Namun dalam sejarahnya, pendirian negara Yahudi Israel tidak memiliki dasar historis yang kuat. Sejarah mencatat, bangsa Yahudi tidak pernah memiliki negara sendiri. Dari sisi teologis, tidak ada satu pun perintah dalam kitab suci mereka yang memerintahkan pendirian negara tersebut. Meski begitu, Dr. Theodor Herzl sebagai penggagas ide negara Yahudi tetap memaksa maju. Ia membentuk komunitas Yahudi Zionis melalui Kongres Basel tahun 1897, yang mengesahkan cita-cita berdirinya "Jewish State".

Dalam mewujudkan ambisinya, Herzl sempat mengincar wilayah Uganda atau Argentina.

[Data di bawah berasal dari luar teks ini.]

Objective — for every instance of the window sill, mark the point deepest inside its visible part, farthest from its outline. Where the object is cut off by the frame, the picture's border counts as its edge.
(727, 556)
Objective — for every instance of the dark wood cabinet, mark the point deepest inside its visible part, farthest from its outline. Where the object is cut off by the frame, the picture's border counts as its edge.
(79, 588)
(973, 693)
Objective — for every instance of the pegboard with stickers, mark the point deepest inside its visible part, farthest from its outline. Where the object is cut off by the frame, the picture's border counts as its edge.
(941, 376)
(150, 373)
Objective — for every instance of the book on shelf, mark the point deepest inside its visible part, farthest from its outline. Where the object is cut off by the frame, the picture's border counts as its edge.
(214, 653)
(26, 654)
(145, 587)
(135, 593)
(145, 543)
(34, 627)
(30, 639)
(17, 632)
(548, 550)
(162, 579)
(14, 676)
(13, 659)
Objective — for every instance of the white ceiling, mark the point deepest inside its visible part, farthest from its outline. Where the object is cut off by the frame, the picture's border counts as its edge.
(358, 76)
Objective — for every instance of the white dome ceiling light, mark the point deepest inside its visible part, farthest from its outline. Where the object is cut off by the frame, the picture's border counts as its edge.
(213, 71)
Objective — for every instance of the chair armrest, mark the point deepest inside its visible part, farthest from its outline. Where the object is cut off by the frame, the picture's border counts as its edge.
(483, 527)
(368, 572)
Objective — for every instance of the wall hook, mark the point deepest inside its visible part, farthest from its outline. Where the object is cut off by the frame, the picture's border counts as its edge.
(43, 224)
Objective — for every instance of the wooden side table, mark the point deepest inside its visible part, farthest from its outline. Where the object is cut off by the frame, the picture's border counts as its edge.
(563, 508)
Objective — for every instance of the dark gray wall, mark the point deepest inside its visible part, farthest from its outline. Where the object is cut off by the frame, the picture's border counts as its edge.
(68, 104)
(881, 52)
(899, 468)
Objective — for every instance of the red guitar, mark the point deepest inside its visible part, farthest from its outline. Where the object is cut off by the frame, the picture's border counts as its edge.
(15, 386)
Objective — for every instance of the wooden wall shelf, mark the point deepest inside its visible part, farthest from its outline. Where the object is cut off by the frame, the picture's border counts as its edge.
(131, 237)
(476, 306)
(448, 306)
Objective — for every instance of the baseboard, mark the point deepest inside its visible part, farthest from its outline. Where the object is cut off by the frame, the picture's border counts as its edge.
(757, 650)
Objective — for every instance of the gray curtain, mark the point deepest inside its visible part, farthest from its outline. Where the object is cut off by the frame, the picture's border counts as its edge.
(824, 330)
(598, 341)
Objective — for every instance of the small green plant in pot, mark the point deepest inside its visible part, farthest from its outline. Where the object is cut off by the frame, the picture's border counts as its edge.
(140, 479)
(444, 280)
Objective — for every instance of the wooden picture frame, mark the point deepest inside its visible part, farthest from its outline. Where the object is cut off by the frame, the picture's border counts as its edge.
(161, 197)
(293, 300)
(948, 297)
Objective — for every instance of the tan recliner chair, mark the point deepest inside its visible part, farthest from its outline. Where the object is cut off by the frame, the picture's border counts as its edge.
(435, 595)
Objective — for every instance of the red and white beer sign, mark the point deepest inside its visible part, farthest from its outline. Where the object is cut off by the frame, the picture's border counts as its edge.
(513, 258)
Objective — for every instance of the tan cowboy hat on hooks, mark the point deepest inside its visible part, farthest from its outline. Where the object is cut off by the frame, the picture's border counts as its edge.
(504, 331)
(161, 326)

Namun, akhirnya mereka melihat Palestina sebagai lokasi paling potensial karena sudah ada komunitas Zionis di sana. Mereka berharap Gunung Zion bisa menjadi pusat spiritual Yahudi, sehingga memperkuat dukungan massa dan klaim keagamaan mereka.

Upaya Herzl dimulai tahun 1892 ketika ia menghadap Sultan Abdul Hamid II untuk meminta izin tinggal di Palestina. Namun, permintaan itu ditolak keras. Ia kecewa, tetapi tidak menyerah. Pada 1896, ia kembali menghadap Sultan untuk meminta izin mendirikan gedung di Al-Quds. Lagi-lagi ditolak dengan tegas. Sultan menegaskan bahwa wilayah tersebut adalah milik kaum Muslimin.

Pada tahun 1902, Herzl kembali untuk ketiga kalinya dengan membawa tawaran suap dalam jumlah besar: 150 juta poundsterling untuk keperluan pribadi Sultan, pelunasan seluruh utang negara, pembangunan kapal induk, serta pinjaman tanpa bunga sebesar 5 juta poundsterling. Namun Sultan menolaknya mentah-mentah. Herzl bahkan tidak diberi kesempatan bertemu langsung. Sultan hanya mengirim perdana menterinya untuk menyampaikan bahwa sejengkal tanah Palestina pun tidak akan dijual, karena itu bukan milik pribadi, melainkan milik umat Islam.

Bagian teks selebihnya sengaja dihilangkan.